How A Small Business Becomes A Big Business
By Jay Goltz
December 22, 2010

It didn't start with an ambitious business plan, venture capital or a new app. Actually, it started with a young Abt, David Abt. He was a 31-year-old in 1936, the year he borrowed $800 dollars from his new wife to open a store selling radios. He called it Abt Radio.
Flash forward 74 years. Abt Electronics, as it is now known, has 500 employees and 200 delivery trucks in one location, a 350,000-square-foot store on 37 acres in Glenview, Ill., a suburb north of Chicago. The store sells a range of goods like refrigerators and plasma TVs (you could argue that the Web site is a second store, a national one at that).
A customer for almost 40 years, I know the store well. I also know the story. As a young retailer in the 1980s, I looked to other retailers to learn and to get inspiration. Back then, there were four large privately owned retailers around Chicago that were leaders in their respective categories and that I watched and took cues from. Today, the other three are out of business — but that's another story. Today's story is, How did a business that was doing about $10 million in annual revenue when I started to shop there in 1970 grow to what the company says is considerably more than $300 million today.
The answer can be summarized in two words: math and service. Let's start with the math. If your company is doing $10 million today, and you grow 9 percent a year, you will be doing more than $300 million in 2050. If you grow at 10 percent a year, you will be doing more than $400 million in 2050. Don't grab the calculator, trust me. But keep in mind: 10 percent annual growth may not seem explosive, but doing it for 40 years is easier said than done.
Yes, it did help that Abt was in the right business at the right time — there has been one technological breakthrough after another. But that doesn't explain why the store has consistently grown while lots of competitors have gone out of business — large, well-financed competitors, with the advantage of buying power and numerous stores to share the advertising. Which gets me to the second word: service.
It probably sounds trite but it is not. Around here, people shop at Abt the way they go to their mother's for Thanksgiving. They just go. There is little reason to go anywhere else. The selection is wide and deep, and the prices are competitive. After shopping around a few times, many of us come to the conclusion that we are just wasting time.

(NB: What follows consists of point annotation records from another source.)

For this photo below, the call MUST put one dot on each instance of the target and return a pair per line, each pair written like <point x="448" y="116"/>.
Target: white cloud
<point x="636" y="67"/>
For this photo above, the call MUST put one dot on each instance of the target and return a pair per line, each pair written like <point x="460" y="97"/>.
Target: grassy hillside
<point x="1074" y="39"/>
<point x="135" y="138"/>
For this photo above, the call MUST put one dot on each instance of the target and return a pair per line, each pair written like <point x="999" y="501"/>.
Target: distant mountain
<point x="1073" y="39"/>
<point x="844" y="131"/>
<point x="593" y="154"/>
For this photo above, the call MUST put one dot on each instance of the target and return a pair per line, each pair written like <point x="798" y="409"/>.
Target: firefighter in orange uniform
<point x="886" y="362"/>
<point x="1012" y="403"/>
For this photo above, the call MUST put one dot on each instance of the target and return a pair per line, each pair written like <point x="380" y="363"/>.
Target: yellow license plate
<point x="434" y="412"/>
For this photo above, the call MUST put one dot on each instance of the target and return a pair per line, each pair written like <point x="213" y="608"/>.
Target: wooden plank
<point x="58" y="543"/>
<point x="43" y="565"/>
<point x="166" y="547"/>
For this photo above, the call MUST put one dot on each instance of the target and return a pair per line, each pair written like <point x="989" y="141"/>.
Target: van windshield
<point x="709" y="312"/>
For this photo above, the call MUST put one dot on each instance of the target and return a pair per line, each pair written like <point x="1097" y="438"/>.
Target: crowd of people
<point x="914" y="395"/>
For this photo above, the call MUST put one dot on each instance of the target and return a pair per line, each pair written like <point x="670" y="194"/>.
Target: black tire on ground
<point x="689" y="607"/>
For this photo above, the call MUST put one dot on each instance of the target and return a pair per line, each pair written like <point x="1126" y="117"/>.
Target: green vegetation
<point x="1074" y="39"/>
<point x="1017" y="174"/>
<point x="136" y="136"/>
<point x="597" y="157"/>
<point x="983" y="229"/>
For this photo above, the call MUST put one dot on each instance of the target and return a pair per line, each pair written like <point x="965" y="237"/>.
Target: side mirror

The store's slogan has long been, "The answer is yes — to any reasonable request." I recently asked a retailer-to-retailer question of Jon Abt, one of four sons who are running the business along with Bob Abt, the family patriarch (and son of David): Do you lose money on some sales to pay off the "Yes" in your slogan? "Every day," he responded. I assumed as much. I don't believe you can promise great service and not lose money on some sales. It is the cost of doing business, or at least the cost of doing business well. To me it seems obvious that you can afford to lose some money on a sale more than you can afford to lose a customer.
I asked another question that I suspected I knew the answer to: Do you ever say no? "Absolutely," he said. An honest man. Here is a little known fact in these days of promotional books and press releases about "customer-driven" companies. Every company has to say no occasionally, because some customers make requests that are, as Abt suggests in its slogan, unreasonable. What's unreasonable? Bob Abt cites the example of someone who owns an appliance for five years and then decides to return it. If you find this hard to believe, you have never worked in retail. But again, that is another story.
While service is the key to success, the key to giving great service is a little more complicated. It requires hiring the right people, training those people and keeping those people — which requires a compensation program that works. Bob Abt told me that everyone at the company was on a bonus program. That surprised me. I would have thought that would be too hard to do with so many departments and responsibilities (I'm going back to the drawing board on my bonus plans).
One other thing: it truly is a family business. Bob Abt has never been the only Abt at the company. When he started, he worked with his father and mother. By the time his father retired, Bob's eldest son was working with him. Bob insisted that his sons work somewhere else for two years before they joined the business, if they chose to. It seems the sons work well together, or at least well enough. That is either a miracle, a facade, the result of some secret parenting formula, just plain luck, or some combination of all four.
Perhaps there is one other key to Bob's success, something he did not do: open more stores. There is something to be said for keeping everything under one roof, even if it is a very big roof.